Дальше помню грохот от удара входной двери, как квартиру заполнила тьма. Она была не просто темной, а обволакивающей. Казалось, её можно потрогать, ощутить. Стало дико холодно, по коже побежали мурашки, опьянение отступало. Мной начал овладевать дикий ужас, первобытный, необузданный страх. Сердце билось с бешеной скоростью, я чувствовал пульсацию вен в голове. Меня будто парализовало, и все ,что я мог- это молча лежать на полу, пошевелиться или закричать даже мысли не возникло. Какая-то часть меня внушала мне безумную мысль “Услышали! Сейчас заберут предложенное. Не смотри! Главное не смотри, не смотри!”. И я зажмурился изо всех сил, до боли в глазах. От страха меня бросило в пот. Я начал прислушиваться к происходящему вокруг.
Поначалу звуков никаких не было, стояла гробовая тишина.
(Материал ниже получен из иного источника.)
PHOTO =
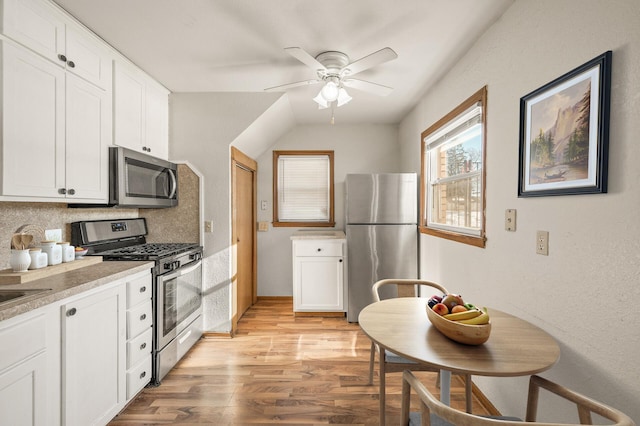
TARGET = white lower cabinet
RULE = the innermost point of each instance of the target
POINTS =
(139, 333)
(318, 275)
(93, 356)
(24, 383)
Потом я услышал слабо различимое шуршание, было похоже на цокот маленьких коготков. Этот звук принадлежал первому. Слышался и другой: сиплое дыхание, мокрое шлепанье, причмокивание. Это был звук второго. Было и ощущение, что ходят ноги человека. Но странное ощущение, казалось, ног больше чем две. Так звучали третьи. Я не видел, но был уверен- их было много, вокруг меня в неестественной тьме.
Я ощутил прикосновения. Покалывающие, но аккуратные. Это были прикосновения точно не рук. Никогда не ощущал ничего подобного. Они проходили по всему моему телу, неупорядоченно, вразнобой, перескакивая то на руку, то на ногу, то на голову. В какой-то момент они сосредоточились на моей правой руке. От локтя до кончиков пальцев я почувствовал сдавливание, как от тисков, и сильный холод. Через мгновение я почувствовал невообразимую боль. Она пульсировала и усиливалась в месте, где холод начинался. Сознание покинуло меня.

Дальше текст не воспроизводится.